AS DEADLY AS IT HAS BEEN, the coronavirus has given one undeniable (if temporary) gift to the planet: cleaner air. “The global economic shutdowns have sharply reduced the level of global greenhouse gas emissions this year,” says Joe Quinlan, head of CIO Market Strategy, Chief Investment Office for Merrill and Bank of America Private Bank. Levels of fine particulate matter in New York, Delhi, Sao Paulo and other major cities have dropped from 25% to as much as 60%, Quinlan adds.

“Climate change directly endangers the global economy, and mitigating risks remains a key objective of governments and corporations alike. We see it as an important long-term investment theme.” —Chris Hyzy, Chief Investment Officer for Merrill and Bank of America Private Bank

 

Near-term threats to climate-change solutions
Yet even as pollution-causing activity has been temporarily curtailed, the pandemic is disrupting efforts to reverse climate change and other environmental threats, according to a new Chief Investment Office report, “The Great Clash: The Crisis Doesn’t Stop Change.” Since the pandemic began, battered oil companies have decreased their low-carbon investments, hygiene concerns have driven a resurgence of single-use plastics, and nearly 600,000 U.S. clean-energy workers have lost their jobs.
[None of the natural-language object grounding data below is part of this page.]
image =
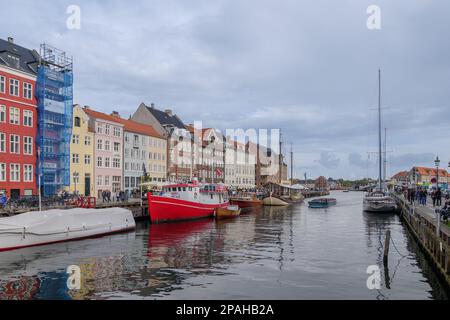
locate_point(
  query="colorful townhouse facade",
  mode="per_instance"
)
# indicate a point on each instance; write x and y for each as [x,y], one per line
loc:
[108,152]
[179,162]
[145,153]
[18,119]
[81,154]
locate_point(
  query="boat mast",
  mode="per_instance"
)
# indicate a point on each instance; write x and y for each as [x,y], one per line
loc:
[292,166]
[280,160]
[379,131]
“There’s no question the pandemic will cause some delays in environmentally friendly policies,” says Chris Hyzy, Chief Investment Officer for Merrill and Bank of America Private Bank. “But climate change directly endangers the global economy, and mitigating risks remains a key objective of governments and corporations alike,” he adds. “We also see it as an important long-term investment theme.”

Long-term investment themes to consider
Looking beyond the pandemic, investors may find some promising areas to consider, Quinlan says. Despite an expected downturn in 2020, wind and solar energy will likely continue the rapid growth they’ve experienced in recent years, he believes. Other promising areas for the post-coronavirus economy include:

  • Demand for electric vehicles, energy-storage capacity and cleantech goods and services is expected to rise, and next-generation batteries hold special promise, Quinlan says.
  • Look for a growing demand for green building construction, including both new buildings and retrofitting, as well as energy-efficient electronics, appliances and building systems.
  • Energy-efficient LEDs will become an ever larger force in residential and industrial lighting, Quinlan says.
  • Spending on water treatment and waste-management systems will likely rise, with special emphasis on irrigation, watershed management, filtration, drainage systems and desalination.

As with any investments, speak with your advisor about whether climate-change-related strategies make sense for your portfolio and long-term goals, Hyzy suggests. Either way, there’s little doubt that the need for solutions will continue to grow long after the coronavirus has gone away.

“This disease, like others, will likely be brought under control,” Quinlan says, “leaving it up to humanity to carry on the fight against climate change.”